Is there any historic reason for that? Or is there something else going on that… Because I wouldn’t buy my own laptop if I worked at Google or somewhere else.
Austin King: It actually surprised us too. We weren’t fully aware of that and it’s a good question. I don’t know how far back that dates, but we had not gotten a clear answer, but it’s standard across the entire industry.
When you say someone takes pride in their tools and really takes care of them, what does that look like? Are they just really clean? Are they organized? Do they have a nice looking truck with the organized shelf or the tools are just nice quality? What does that look like?

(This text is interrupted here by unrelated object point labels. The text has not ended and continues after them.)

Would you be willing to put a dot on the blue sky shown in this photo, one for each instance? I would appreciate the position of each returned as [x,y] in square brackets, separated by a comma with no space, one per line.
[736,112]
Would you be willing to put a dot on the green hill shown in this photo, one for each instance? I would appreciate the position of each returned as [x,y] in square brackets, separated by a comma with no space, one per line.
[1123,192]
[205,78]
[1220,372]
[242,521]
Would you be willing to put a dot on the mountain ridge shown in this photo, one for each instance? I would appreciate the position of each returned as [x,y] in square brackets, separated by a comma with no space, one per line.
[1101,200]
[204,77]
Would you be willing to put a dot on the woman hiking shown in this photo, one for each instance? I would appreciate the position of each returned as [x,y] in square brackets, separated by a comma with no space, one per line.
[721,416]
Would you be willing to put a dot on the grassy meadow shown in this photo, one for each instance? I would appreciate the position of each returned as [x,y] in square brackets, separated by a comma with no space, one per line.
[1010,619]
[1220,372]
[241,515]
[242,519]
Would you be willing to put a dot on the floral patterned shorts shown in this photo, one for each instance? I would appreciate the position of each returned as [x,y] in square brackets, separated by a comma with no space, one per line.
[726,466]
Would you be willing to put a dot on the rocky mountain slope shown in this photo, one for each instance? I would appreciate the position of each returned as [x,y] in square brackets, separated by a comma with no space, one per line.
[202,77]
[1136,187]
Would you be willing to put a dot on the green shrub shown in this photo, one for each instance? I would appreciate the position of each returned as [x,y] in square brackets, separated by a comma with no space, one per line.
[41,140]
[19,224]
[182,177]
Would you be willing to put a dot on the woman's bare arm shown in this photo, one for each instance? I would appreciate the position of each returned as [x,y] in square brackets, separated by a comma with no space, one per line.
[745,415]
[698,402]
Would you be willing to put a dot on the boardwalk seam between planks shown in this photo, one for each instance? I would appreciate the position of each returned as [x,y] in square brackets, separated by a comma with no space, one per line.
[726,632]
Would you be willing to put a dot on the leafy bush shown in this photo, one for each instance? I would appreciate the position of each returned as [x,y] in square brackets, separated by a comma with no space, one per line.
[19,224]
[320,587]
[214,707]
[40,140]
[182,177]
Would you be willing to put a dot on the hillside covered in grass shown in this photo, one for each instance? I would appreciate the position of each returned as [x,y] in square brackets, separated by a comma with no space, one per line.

Austin King: I think it starts with their truck. Like if you see, a truck is basically a tool for them. So if the guy who comes in with a clean truck, his truck’s consistently washed, the tools are organized, they’re put away after. Some of the plants and facilities that they work at, these are dirty, tough environments. The guy that takes time to clean and polishes tools after they’re done, he puts the drill bits away and then cleans every drill bit when he’s done. That’s a guy that takes a lot of pride and care.

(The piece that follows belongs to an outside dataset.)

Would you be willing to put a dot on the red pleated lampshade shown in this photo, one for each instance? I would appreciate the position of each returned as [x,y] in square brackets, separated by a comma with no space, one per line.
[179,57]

Austin King: And I think we even try to think about that as we’re hiring too like who’s the guy who comes in very presentable. Who’s the guy that’s where you go out to his car after the interview, the car is spotless, it’s clean, it’s tidy? Those are the people that go the extra mile. And I think even when we think about, this is probably true of most organizations, but we really focus on attitude and character. We can teach a lot of the guys how to be a great crane guy.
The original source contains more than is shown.